Friday, December 23, 2011

The Horse and the Hamburger

A while ago, somebody close to me read about the horse and the hamburger and asked how they had found themselves alone in a medical tent, one tormented, the other unconscious and dying. The answer is that there was violence, of course, and it did not go well for the hamburger. The sad thing, what upset the horse the most, was that the hamburger was not wounded by enemy fire or artillery but by the explosion of a poorly maintained generator on which he was sitting. He was not supposed to be injured, in other words, and this thought dismayed the horse, and it dismayed the horse that it dismayed him, because nobody, of course, was supposed to be injured, it just seemed more natural that if the hamburger was injured it would be because of combat action and not becuase of poor maintenance of a generator.

The horse and the hamburger had not known each other at all, and the total infamiliarity between them increased the horse's dismay. They were alone now in the medical tent, and not just alone for the first time but near each other for the first time; the hamburger was close to the horse but the horse could not be said to be close to the hamburger, really, because the hamburger was unconscious and probably irrevocably so and so nothing could really be said to be close to him. The horse had some ideas about what might be close to the hamburger now, but they were watery and contradictory: the leftover religious want of his youth created a hazy paradise for the hamburger, and a long-forgotten religiously experimental friend from college informed now an idea that the hamburger had transferred  into another plane, and the horse's medical training, his strongest influence, inclined him to believe that the hamburger, right now, was nonexistent, nothing, void of feeling and thought, suspended. Then too his own desire influenced him, and his desire was to imagine this hamburger in a delirium, living a fantasy from which he wouldn't want to (and probably would not) return, sharing pizza with a long-forgotten girlfriend or driving his first car, all the world glowing softly and comfortably heated.

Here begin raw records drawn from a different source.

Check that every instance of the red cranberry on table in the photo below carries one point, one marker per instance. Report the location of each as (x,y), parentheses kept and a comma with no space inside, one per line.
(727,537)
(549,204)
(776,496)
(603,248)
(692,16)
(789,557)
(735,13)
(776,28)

The horse and the hamburger may have been friends outside of this tent, outside of this conflict, but it was more likely they would not have been. Despite his respect for soldiers like the hamburger, the horse had difficulty imagining them in positions with status reflecting his own, as physicians or lawyers or politicians or executives. It seemed likely that the hamburger, before this conflict, had worked as a pipe fitter or a plumber or as a cook at the sort of restaurant the horse would usually not visit. It was possible that, had the horse seen the hamburger working at one of these restaurants, he would have enjoyed an uncomfortable moment of pity, a prideful judgment on the hamburger, dressed probably in the baggy, shiny slacks of kitchen staff, in the loose NASCAR t-shirt of kitchen staff, in the sweat-matted hair of kitchen staff, and he would have thought that the hamburger's life was awful, a nightmare lesson to him about the dangers of professional laziness, a congratulations to the horse on the pursuit of his advanced training. And now the horse felt shame for thoughts he hadn't actually had. The hamburger, of course, did not work in a kitchen.